A $12 billion-a-year industry in which politics, morals, profits, individuals rights and world trade issues merge and sometimes collide head-on. This is the world of Internet wagering.
The U.S. House of Representatives is likely to vote on legislation aimed to countering Americans' ability to place sports bets, play poker and otherwise risk money in games of chance on their computers. Similar proposals have passed one or the other chambers of Congress over the past decade, but never both simultaneously.
The American Gaming Association is urging Congress to study the online-gambling issue to see if technology has provided a trustworthy way to legalize, regulate and tax online wagering, as Britain is in the process of doing. Industry giants such as MGM Mirage and Harrah's Entertainment Inc. see online players as perhaps their best new opportunity for revenue growth.
Millions of Americans do it regularly, even though the Justice Department says they're supporting an illegal enterprise. Major corporations are looking at ways to make a profit from it, even though Congress is eyeing tougher restrictions. Despite its illegality, an estimated 4 million to 7 million Americans are Internet gamblers, with poker driving the latest surge.

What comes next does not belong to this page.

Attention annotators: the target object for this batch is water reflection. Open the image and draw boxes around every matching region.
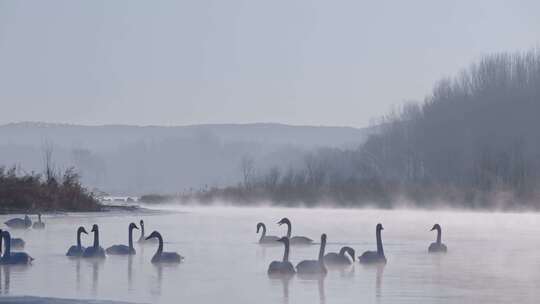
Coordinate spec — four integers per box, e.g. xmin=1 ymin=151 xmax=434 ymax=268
xmin=0 ymin=265 xmax=28 ymax=294
xmin=128 ymin=255 xmax=133 ymax=291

A gambling association survey has shown that online participants are younger, more affluent and better educated than their counterparts who enter actual buildings containing card tables, roulette wheels and slot machines.

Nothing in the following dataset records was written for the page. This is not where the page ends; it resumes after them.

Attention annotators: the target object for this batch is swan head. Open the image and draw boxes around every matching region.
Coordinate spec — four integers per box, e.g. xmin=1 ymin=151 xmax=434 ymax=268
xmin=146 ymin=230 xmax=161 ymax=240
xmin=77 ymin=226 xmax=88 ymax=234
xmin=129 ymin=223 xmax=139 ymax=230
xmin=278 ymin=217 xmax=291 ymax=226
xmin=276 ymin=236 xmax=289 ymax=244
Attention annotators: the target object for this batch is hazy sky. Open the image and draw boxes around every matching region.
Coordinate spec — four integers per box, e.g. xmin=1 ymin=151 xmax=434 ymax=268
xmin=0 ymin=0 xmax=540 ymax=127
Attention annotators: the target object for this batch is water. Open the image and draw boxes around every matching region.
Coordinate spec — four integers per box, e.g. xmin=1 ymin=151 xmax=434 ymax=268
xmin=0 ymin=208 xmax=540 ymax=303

"Offshore online gambling Web sites are cash cows, and the greed that propels these companies leads them to solicit bettors in the United States, despite the fact that the Department of Justice already believes this activity is illegal," U.S. Rep Bob Goodlatte, R-Va, said after his Internet ban passes the Judiciary Committee on May 25. Industry analysts believe rapid growth of Internet wagering will continue, regardless of U.S. policy, because of growing participation in Europe, Asia and elsewhere. Nonetheless, a pair of bills cleared separate House committees last month aimed at keeping American citizens from taking part, even though they already may make up more than half of the world's Internet gamblers.
Goodlatte's measure would expand the 1961 Wire Act, which focused on outlawing sports bookmaking by phone or telegraph. The other bill, sponsored by Rep. Jim Leach, R-Iowa, prohibits credit-card companies and banks from processing payments by U.S. customers to gambling sites. Major credit-card firms have instituted their own policies to block such payments.
Supporters of the legislative crackdown have criticized Internet gambling for its potential use by minors and easy access by compulsive gamblers who can use it 24 hours a day without leaving home.
Even some gambling proponents back the measure, saying they would add clarity to a muddled legal picture and help the government go after any unscrupulous operators. But casino-industry leaders also want the legal Internet gambling door open.
They know it's too soon to put legalization up for a vote in Congress but believe a year long study could show it's possible to control who gains access to Internet wagering sites and from what computer locations. With such controls, advocates say, it makes sense to allow some Internet gambling in states where card and casino games are legal in person.